The method to_a is not an intuitive way to force ActiveRecord to not re-query the db when accessing a collection of child objects

It’s been explained that the way around retrieving objects of a child collection in different places in memory is to use to_a. I find that unintuitive and it’s something that will constantly trip up beginners.

Why not something more explicit instead, perhaps like this?

parent.children(:refetch => false).first

The issue I’m referring to is as follows:

Without to_a

parent.children.first.object_id
=> 70286000097380
parent.children.first.object_id
=> 70286008395440

With to_a

parent.children.to_a.first.object_id
=> 70286008787320
parent.children.to_a.first.object_id

=> 70286008787320
1 Like

I’m having a little trouble understanding what you mean and I’d love it if you could tell me more.

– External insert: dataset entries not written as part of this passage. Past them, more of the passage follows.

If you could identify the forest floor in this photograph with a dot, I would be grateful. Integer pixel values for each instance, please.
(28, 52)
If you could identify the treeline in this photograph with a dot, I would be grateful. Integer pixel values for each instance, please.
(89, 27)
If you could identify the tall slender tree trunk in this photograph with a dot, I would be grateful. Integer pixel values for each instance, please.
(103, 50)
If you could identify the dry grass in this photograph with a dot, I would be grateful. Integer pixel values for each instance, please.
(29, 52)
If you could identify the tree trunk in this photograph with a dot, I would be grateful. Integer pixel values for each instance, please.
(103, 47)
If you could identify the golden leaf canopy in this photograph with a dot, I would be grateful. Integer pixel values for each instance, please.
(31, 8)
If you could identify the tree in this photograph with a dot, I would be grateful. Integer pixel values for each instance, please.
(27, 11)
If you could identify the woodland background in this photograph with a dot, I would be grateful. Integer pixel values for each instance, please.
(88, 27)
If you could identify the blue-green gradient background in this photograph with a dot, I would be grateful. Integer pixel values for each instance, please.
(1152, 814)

I’ve sometimes wondered about an “airplane mode” API for ActiveRecord, something that would detach existing database connections so that you would get errors if you tried to make another query. Something like:

@connected_post = Post.first
@connected_post.comments
# => [<#Comment>, <#Comment>]

@detached_post = Post.first.detach
@detached_post.comments
# => ActiveRecord::TriedToMakeQueryOnDetachedRecordError

@preloaded_post = Post.includes(:comments).first.detach
@preloaded_post.comments
# => [<#Comment>, <#Comment>]

Java Hibernate does something like this and, while there are a lot of things I find frustrating about Hibernate, the feeling of security that one isn’t going to have extra database hits can be really nice.

Is this something that speaks to the concern you have, or am I totally off base?

5 Likes

Super interesting concept @Betsy_Haibel Betsy, do you remember how this concept is called in Hibernate?

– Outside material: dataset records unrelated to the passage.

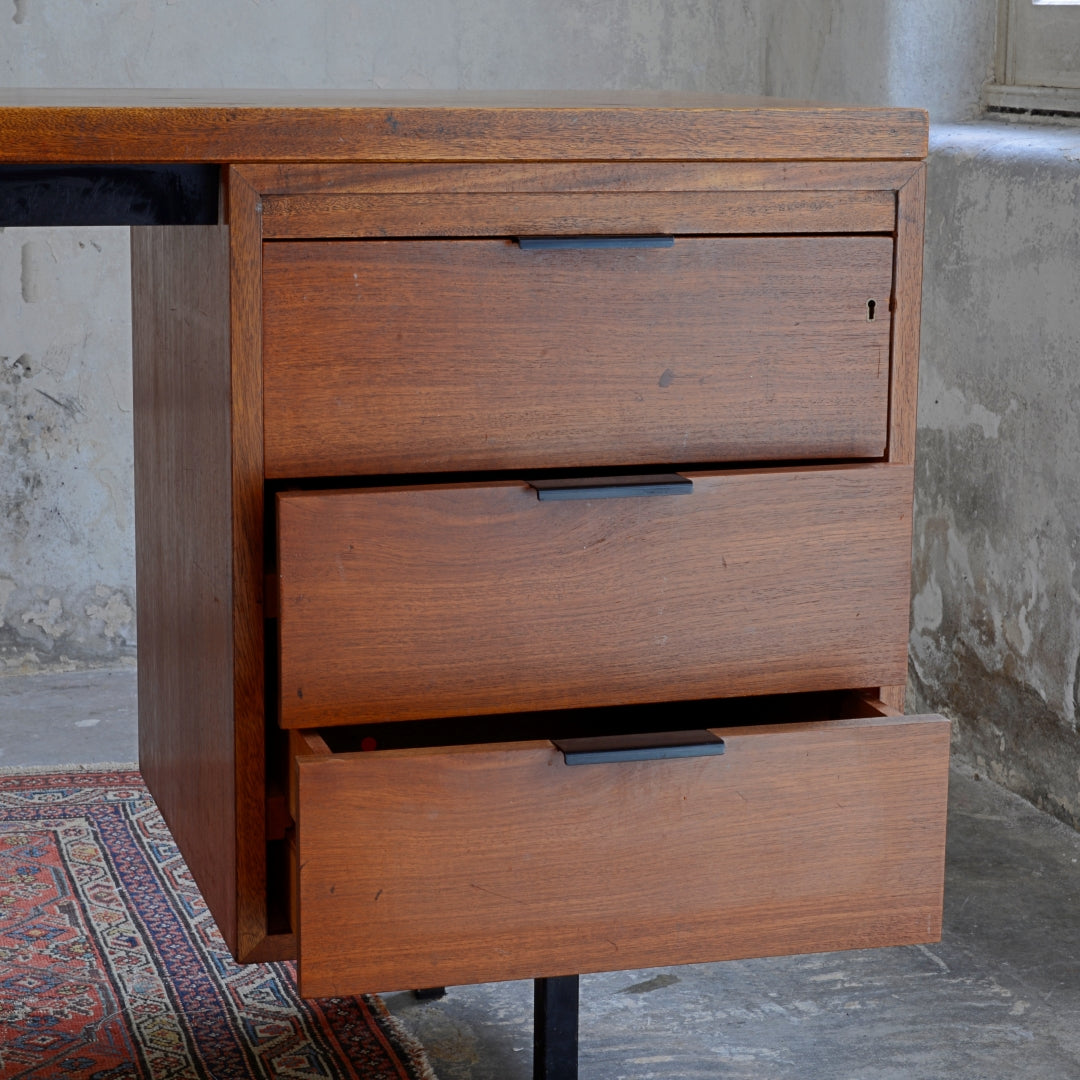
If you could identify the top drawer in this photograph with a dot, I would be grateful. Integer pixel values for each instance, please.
(408, 355)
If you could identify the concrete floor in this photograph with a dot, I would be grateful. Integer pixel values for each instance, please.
(998, 998)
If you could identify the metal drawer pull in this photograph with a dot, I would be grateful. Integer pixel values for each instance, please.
(563, 243)
(611, 487)
(605, 750)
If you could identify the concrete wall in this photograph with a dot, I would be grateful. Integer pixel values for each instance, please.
(934, 54)
(996, 574)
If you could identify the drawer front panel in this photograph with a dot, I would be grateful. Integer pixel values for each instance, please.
(441, 866)
(426, 602)
(389, 356)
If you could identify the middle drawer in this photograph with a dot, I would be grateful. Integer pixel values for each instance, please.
(424, 355)
(431, 601)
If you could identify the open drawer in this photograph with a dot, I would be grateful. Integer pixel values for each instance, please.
(442, 865)
(458, 599)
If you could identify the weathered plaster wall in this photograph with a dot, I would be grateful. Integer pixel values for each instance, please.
(67, 581)
(933, 54)
(996, 572)
(67, 588)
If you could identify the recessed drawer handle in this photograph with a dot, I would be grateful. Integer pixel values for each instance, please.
(563, 243)
(606, 750)
(611, 487)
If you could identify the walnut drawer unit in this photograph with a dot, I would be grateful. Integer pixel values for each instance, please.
(345, 394)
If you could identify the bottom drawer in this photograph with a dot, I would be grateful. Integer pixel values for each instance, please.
(477, 863)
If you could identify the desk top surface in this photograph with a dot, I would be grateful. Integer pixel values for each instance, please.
(102, 126)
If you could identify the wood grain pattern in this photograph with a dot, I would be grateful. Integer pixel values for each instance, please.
(38, 125)
(246, 516)
(495, 862)
(426, 214)
(184, 549)
(389, 356)
(552, 176)
(459, 599)
(907, 319)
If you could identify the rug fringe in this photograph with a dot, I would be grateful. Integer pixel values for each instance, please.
(406, 1040)
(39, 770)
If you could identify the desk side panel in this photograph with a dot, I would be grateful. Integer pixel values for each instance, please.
(184, 548)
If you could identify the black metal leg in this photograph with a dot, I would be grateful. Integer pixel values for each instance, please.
(555, 1028)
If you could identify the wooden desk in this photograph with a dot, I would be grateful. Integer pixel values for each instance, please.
(346, 379)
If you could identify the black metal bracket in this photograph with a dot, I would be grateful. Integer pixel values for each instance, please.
(555, 1028)
(108, 194)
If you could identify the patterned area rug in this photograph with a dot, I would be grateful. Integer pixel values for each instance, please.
(110, 964)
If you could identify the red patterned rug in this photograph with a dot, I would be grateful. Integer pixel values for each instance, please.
(111, 967)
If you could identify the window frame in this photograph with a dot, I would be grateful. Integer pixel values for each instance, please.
(1025, 82)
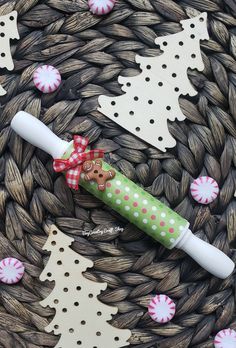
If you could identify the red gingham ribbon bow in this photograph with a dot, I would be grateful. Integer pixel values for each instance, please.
(73, 165)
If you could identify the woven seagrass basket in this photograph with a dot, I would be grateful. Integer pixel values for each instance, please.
(90, 53)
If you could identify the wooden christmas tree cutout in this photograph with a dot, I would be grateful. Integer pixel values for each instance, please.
(80, 318)
(152, 97)
(8, 30)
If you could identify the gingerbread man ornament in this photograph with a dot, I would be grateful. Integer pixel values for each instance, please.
(94, 171)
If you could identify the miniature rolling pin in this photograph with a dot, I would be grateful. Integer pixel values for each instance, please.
(130, 201)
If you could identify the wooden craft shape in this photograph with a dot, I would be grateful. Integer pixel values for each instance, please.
(152, 97)
(8, 30)
(93, 172)
(81, 319)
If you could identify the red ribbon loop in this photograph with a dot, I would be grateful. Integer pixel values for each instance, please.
(73, 165)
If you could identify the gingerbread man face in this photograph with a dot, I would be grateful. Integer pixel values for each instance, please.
(94, 171)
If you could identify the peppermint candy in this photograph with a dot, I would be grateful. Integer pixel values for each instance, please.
(161, 308)
(225, 339)
(101, 7)
(47, 78)
(204, 189)
(11, 270)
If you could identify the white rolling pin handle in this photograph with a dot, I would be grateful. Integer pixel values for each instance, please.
(38, 134)
(206, 255)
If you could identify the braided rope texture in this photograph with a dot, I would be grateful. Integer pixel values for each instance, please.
(90, 53)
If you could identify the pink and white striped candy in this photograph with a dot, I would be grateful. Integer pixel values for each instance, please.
(101, 7)
(204, 189)
(225, 339)
(161, 308)
(11, 270)
(47, 78)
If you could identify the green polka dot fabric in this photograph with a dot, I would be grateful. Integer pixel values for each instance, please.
(139, 207)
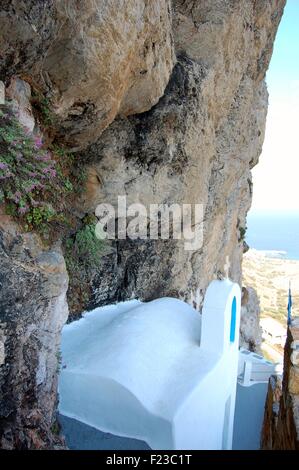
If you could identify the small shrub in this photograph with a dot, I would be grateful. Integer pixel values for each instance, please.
(84, 249)
(27, 172)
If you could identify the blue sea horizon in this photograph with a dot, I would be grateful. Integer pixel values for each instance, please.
(275, 233)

I would love such an “offline” ActiveRecord feature as well to avoid N+1 queries

Thanks for the reply, @Betsy_Haibel.

Your idea is speaking to the concern I have. The thing I find surprising with ActiveRecord is that

post = Post.find(1000)
post.comments

will return an Array

post = Post.find(1000)
post.comments.to_a

also returns an Array

So it seems that to_a needs to be more explicit, based on what developers are using it for.

Right now, I think developers are using to_a as a way to avoid the objects in the child collection changing when accessing post.comments multiple times.

post = Post.find(1000)
post.comments.first.object_id
post.comments.first.object_id
# The object_ids are different

The objects in the array get a new location in memory since they’re different objects. That’s what I think leads to confusion.

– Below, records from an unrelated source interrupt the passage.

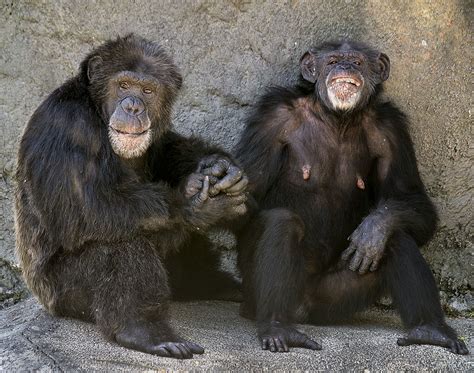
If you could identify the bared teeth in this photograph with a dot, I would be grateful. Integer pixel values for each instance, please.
(347, 80)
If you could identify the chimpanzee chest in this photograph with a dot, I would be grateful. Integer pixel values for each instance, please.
(321, 160)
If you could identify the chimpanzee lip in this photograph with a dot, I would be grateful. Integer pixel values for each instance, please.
(346, 79)
(136, 134)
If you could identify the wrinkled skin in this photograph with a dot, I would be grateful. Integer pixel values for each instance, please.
(277, 337)
(367, 244)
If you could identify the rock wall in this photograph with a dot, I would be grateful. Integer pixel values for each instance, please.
(229, 51)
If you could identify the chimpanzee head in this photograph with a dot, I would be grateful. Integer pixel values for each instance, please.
(133, 84)
(345, 74)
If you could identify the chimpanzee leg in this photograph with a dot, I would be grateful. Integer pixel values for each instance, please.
(195, 272)
(123, 288)
(404, 275)
(413, 289)
(276, 278)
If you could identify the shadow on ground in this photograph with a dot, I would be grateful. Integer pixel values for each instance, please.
(31, 340)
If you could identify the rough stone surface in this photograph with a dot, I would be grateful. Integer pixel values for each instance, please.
(31, 340)
(229, 51)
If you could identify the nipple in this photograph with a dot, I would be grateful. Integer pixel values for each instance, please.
(306, 171)
(360, 183)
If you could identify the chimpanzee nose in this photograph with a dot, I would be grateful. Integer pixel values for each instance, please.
(344, 65)
(132, 105)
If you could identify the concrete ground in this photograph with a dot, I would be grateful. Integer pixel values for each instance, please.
(31, 340)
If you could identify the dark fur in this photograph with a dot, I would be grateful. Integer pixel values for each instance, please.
(94, 231)
(290, 250)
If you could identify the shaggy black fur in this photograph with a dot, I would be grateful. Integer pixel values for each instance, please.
(342, 209)
(100, 225)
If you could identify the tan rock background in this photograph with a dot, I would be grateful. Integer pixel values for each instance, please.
(228, 51)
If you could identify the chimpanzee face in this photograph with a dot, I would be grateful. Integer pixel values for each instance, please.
(132, 105)
(344, 77)
(133, 84)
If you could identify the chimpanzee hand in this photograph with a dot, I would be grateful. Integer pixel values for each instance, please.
(277, 337)
(205, 210)
(224, 175)
(367, 244)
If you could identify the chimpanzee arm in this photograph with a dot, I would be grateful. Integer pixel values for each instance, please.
(260, 147)
(402, 202)
(176, 157)
(81, 191)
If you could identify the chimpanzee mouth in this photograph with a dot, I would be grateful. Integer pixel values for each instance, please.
(132, 134)
(344, 90)
(345, 80)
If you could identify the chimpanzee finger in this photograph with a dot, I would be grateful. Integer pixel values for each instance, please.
(355, 262)
(312, 345)
(241, 209)
(234, 174)
(205, 190)
(213, 191)
(272, 344)
(239, 186)
(236, 200)
(221, 167)
(349, 251)
(364, 267)
(206, 162)
(375, 265)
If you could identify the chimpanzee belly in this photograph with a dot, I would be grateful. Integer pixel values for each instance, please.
(331, 201)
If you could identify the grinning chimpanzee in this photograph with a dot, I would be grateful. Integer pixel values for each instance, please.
(108, 197)
(342, 209)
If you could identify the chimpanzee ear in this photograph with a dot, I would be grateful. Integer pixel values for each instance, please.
(308, 67)
(384, 65)
(93, 66)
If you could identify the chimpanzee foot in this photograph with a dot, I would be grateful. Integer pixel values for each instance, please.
(144, 338)
(277, 337)
(431, 335)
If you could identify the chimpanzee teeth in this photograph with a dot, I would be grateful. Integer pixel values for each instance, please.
(348, 80)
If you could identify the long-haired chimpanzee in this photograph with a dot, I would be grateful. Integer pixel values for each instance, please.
(342, 209)
(108, 196)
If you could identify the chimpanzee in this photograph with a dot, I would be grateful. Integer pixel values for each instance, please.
(107, 194)
(342, 210)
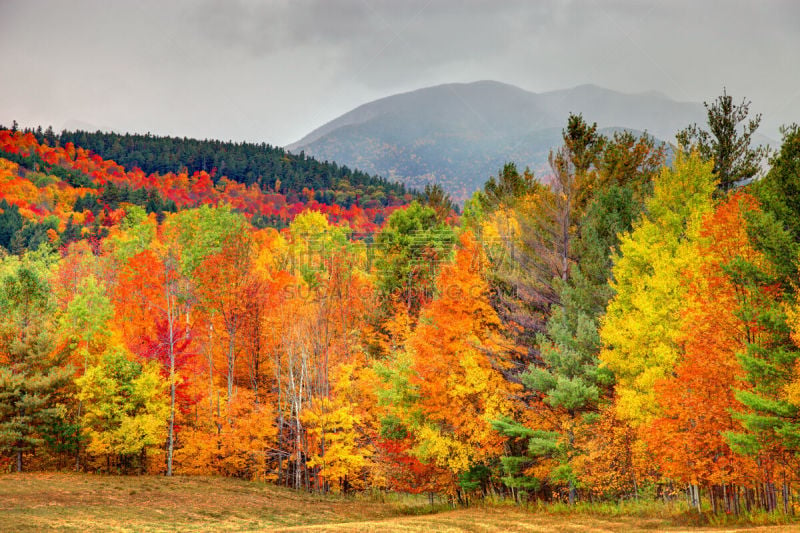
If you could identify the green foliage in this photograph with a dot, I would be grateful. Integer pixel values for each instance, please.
(410, 247)
(272, 168)
(30, 379)
(726, 143)
(779, 190)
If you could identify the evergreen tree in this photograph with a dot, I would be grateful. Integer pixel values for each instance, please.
(726, 142)
(29, 378)
(779, 190)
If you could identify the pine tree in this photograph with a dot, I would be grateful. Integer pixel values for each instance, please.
(29, 378)
(726, 142)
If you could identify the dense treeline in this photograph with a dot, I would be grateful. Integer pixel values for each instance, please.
(271, 168)
(61, 193)
(619, 329)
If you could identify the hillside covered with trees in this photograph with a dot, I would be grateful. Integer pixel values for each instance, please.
(617, 329)
(62, 192)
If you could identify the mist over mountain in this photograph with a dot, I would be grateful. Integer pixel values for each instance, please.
(459, 134)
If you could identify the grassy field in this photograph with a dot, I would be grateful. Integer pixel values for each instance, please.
(73, 502)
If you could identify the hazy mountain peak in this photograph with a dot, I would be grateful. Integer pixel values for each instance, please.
(459, 134)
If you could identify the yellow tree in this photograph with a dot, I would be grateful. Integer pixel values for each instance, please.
(641, 328)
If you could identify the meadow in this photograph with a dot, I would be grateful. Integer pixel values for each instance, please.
(81, 502)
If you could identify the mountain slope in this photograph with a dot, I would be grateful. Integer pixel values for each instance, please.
(459, 134)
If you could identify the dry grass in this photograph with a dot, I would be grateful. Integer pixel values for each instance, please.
(72, 502)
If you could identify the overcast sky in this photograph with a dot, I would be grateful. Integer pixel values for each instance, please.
(273, 71)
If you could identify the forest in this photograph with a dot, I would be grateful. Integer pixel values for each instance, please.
(624, 327)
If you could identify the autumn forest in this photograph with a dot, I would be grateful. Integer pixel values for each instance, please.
(624, 326)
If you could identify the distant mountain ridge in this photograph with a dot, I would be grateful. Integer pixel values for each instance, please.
(459, 134)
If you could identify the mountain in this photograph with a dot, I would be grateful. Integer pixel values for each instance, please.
(55, 191)
(459, 134)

In the following case, post represents a row in the db. However, accessing it multiple times does not change the object_id. comments also represent rows in the db. Accessing it multiple times does, however, cause different object_ids.

post = Post.find(1000)
post.title
post.title
post.comments.first
post.comments.first

ORMs can be confusing regarding when the decide to re-query, which is not a problem that’s unique to ActiveRecord. The ORM makes decisions on when to re-query the db, so I believe it’s important to help the developer understand when the re-queries are going to happen, and how that affects the objects in memory. By naming methods in a more explicit way, such as using detatch, the developer will have a better understanding of what ActiveRecord is doing.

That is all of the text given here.